Preparing the ground for AI
AI represents the most advanced stage in the evolution of digital finance capabilities. But to unlock its full value, companies must first establish a strong foundation built on robust data infrastructure, sound governance, integrated, automated systems, and streamlined processes. Only with this digital groundwork in place can the transformative potential of AI truly be realized.
Yet, success with AI goes beyond sophisticated models and platforms. Equally critical is the human element of guiding finance teams through the change management journey. Building comfort with AI requires intentional effort. Initiatives like "prompt-a-thons" offer hands-on exposure to generative AI, fostering familiarity and confidence.

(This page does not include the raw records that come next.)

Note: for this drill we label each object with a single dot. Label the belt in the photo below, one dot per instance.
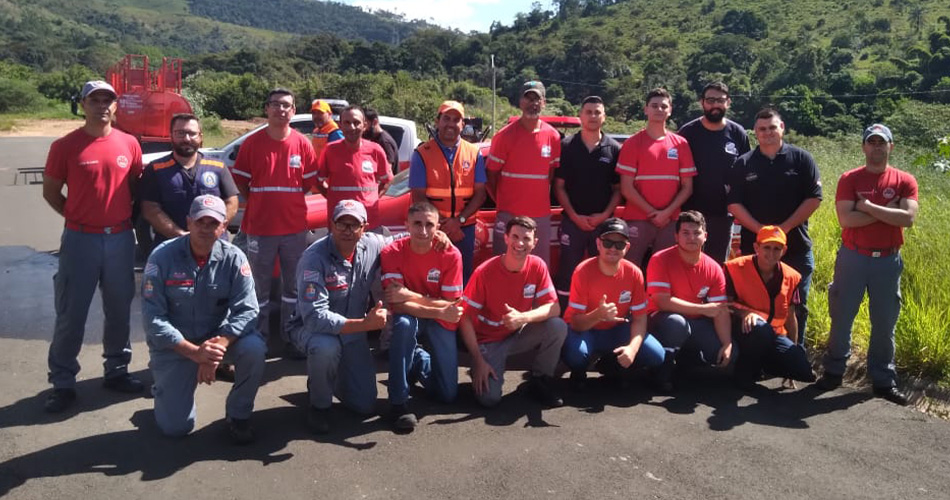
(873, 252)
(83, 228)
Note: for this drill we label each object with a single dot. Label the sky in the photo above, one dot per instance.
(465, 15)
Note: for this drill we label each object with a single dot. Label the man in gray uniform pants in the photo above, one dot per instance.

More broadly, AI adoption requires a mindset shift: from skepticism to experimentation, from control to collaboration.
Today, most AI use cases in finance are still in pilot mode. The challenge is not just building the tech, but proving return on investment (ROI) and scaling across functions. Michael urged us to link AI to measurable outcomes and treat implementation like any major transformation initiative: with a clear business case, leadership buy-in, and ongoing tracking beyond the proof-of-concept phase.
Expanding the impact of AI across finance
Early use cases for AI in finance have largely focused on automating repetitive, manual tasks, particularly within accounting functions such as invoice processing and account reconciliation.

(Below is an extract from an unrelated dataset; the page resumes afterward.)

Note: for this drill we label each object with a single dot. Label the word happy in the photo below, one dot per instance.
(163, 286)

Financial Planning & Analysis (FP&A) is widely viewed as the next frontier. Here, AI can reduce bias in forecasts, support dynamic scenario planning, and enable a level of speed and insight that surpasses anything we have seen.
Looking ahead, the rise of agentic AI will further redefine the finance function. These proactive, autonomous agents (operating continuously and aligned to a defined mission) will be capable of optimizing investment strategies, refining balance sheet decisions, and simulating hundreds of scenarios in real time. With Agentic AI, finance teams will move from reactive to truly strategic, supported by always-on intelligence working on their behalf.
Final thoughts on the AI-enabled finance function
Across every table, the message was clear: this isn’t just about faster reports or cleaner data. It’s about reinvention. Every process, from accounting to planning to reporting, is being reimagined with AI at the core. Getting there requires bold leadership: not just adopting new tools, but transforming mindsets, upskilling teams, and reshaping how finance operates at every level.